The only comfort she got in the days after her death is the fact that she had this necklace to literally hold on to. Yes, there were well-meaning relatives and friends who tried to sympathize and empathize but she somehow locked her heart away in those final moments and all she could think  was, “You guys know nothing. This pain is mine alone. I am finally all alone.”

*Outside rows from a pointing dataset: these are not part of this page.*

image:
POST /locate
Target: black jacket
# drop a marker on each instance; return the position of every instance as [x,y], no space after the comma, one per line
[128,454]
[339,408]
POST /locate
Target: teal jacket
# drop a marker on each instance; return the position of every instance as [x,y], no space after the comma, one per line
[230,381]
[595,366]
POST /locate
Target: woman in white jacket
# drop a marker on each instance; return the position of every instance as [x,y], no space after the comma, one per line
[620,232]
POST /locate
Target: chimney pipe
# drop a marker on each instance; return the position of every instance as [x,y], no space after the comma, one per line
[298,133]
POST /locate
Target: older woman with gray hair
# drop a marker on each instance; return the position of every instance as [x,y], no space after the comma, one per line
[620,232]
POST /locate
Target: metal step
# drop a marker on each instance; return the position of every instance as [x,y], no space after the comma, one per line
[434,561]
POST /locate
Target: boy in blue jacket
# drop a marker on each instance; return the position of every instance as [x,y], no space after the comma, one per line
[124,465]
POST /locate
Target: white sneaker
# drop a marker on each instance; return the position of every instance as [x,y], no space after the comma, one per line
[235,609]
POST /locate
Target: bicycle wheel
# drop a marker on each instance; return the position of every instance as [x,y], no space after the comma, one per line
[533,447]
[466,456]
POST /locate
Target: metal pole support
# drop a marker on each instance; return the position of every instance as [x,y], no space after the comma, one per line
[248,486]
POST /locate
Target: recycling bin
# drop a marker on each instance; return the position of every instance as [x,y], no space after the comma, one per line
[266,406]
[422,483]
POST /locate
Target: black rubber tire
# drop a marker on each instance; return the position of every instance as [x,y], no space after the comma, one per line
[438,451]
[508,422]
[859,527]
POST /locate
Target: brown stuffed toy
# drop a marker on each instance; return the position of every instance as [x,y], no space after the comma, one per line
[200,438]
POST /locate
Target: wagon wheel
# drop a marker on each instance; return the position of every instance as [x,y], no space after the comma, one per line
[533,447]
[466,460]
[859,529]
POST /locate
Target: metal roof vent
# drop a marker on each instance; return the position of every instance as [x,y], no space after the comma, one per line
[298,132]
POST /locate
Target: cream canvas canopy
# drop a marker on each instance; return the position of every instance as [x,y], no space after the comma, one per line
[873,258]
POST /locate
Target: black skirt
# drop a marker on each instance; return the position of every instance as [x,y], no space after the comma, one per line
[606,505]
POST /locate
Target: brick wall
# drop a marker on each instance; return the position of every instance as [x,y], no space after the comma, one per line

And now that the necklace is gone, she can’t bring herself to move or feel anything. And yet she felt everything. “Maybe I’ll eventually just die here on this floor, alone. Well, at least I can finally see Mama.” And so she did not get up from the floor. 

***

Three days. He’s been counting the days since he last saw her. And now it’s been three freaking days. Did she go out of town suddenly? Has she been staying over with a friend? Or a boyfriend? “Stop it Raphael. Stop acting like a stalker or something,” he had to tell himself out loud. And yet, he couldn’t stop that feeling that something was really wrong. He saw letters and notices piling up on her door. But somehow, he knew she was still there. Should he knock and ask if she’s okay? Bu then again, they’ve never exchanged more than a few Hi’s and smiles, so he really can’t do that right? He hasn’t seen any food delivery guys on their floor so he’s worried she hasn’t been eating. Or maybe she’s a gourmet cook and has her kitchen stocked with ingredients to last her a month. 

He wasn’t used to this, this worrying about other people. Or actually, worrying about someone who’s practically a stranger. He’s used to having self-sufficient people around him all the time. He has a lot of good friends, but they rarely see each other because of all their busy schedules, but he never worried about any of them. And if one did ask for help, he would not drop everything and rush to his or her aid, but he would help if he didn’t need to go out of his way. And yet here he was, constantly thinking about the girl across the hall, wondering what made her cry her eyes out, and why she hasn’t gone out of her unit for the past three days. Okay, yes, he has a weird crush on her, but that’s not the only reason. He really is worried about her as a person, as a neighbor. Wow, this concern for a stranger thing really is weird. 

He’ll give her one more day. And if he still sees no sign of life at her door yet, he’ll give it a shot.